Na ocasião, destacou o texto da assessoria, esteve ainda na pauta a questão dos preços de transferência —forma de tributação das operações internacionais realizadas por empresas que integram um mesmo grupo econômico— como ponto sensível nas relações com o Brasil.
“Posteriormente, no dia 31 de março, duas cartas tratando desses temas foram divulgadas pela OCDE. Naquela que trata do Carf, foram apontadas ‘consequências negativas do modelo estabelecido em 2020, quando mudanças legislativas (Lei 13.988/2020, decorrentes da Medida Provisória nº 899/2019) retiraram o peso decisivo atribuído ao voto do presidente do conselho’.”

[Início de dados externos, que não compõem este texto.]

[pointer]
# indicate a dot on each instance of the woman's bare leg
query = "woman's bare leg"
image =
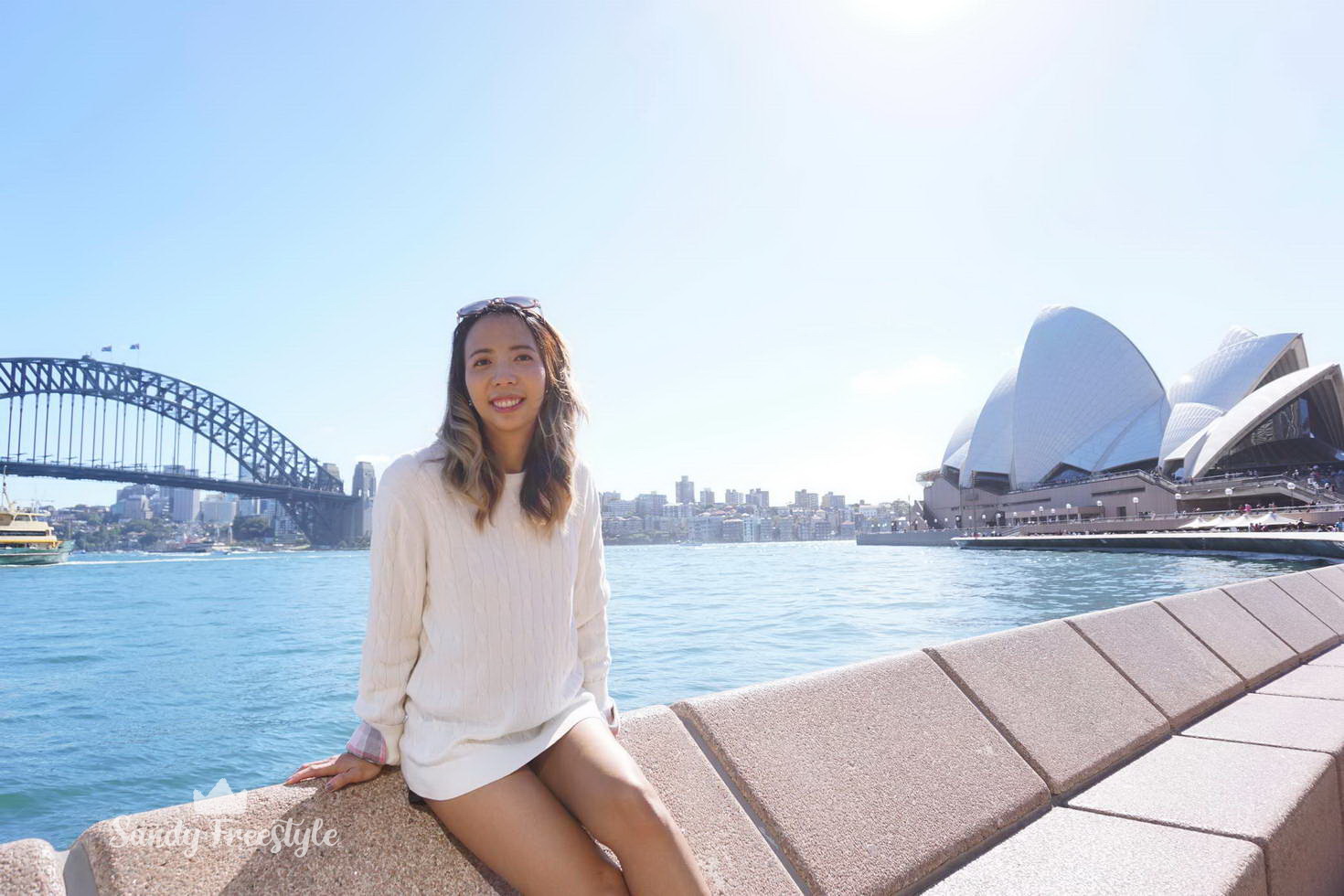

A assessoria da Fazenda disse que a OCDE ainda afirmou: “Estamos prontos para fornecer mais informações sobre práticas e experiências internacionais que também podem ser úteis, se for contemplada uma reforma mais fundamental do processo”.
“Após esses alertas quanto aos impactos negativos da retirada do voto de qualidade, feitos de forma presencial e reforçados na referida carta, a conclusão foi de que o processo de acessão do Brasil à OCDE poderia ser prejudicado caso o modelo anterior a 2020 não fosse restabelecido”, afirmou a pasta.